La oscuridad estaba cada vez más cerca... Su instinto de saltador de trampolín se activó. Se llenó los pulmones de aire para proteger los órganos vitales. Estiró las piernas para que hicieran de ariete. Y, finalmente, agradeció que el serpenteante Tíber estuviera embravecido. Las aguas espumosas y llenas de aire eran tres veces más blandas que el agua estancada.
Luego llegó el impacto... y todo se volvió negro.

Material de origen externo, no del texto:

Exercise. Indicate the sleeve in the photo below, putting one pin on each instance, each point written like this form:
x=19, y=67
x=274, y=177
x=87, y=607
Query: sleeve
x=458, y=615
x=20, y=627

El atronador ruido de la lona hizo que un grupo de personas apartaran los ojos de la bola de fuego. Esta noche habían podido ver muchas cosas en el cielo de Roma: un helicóptero disparado hacia la estratosfera, una enorme explosión, y ahora ese extraño objeto que había caído sobre las agitadas aguas del Tíber, cerca de la orilla de la diminuta isla Tiberina.
Desde que había sido utilizada para aislar en cuarentena a los enfermos durante la peste que asoló Roma en el año 1656, se decía que la isla poseía propiedades curativas místicas. Por esa razón, más adelante se convirtió en el emplazamiento del hospital Tiberina.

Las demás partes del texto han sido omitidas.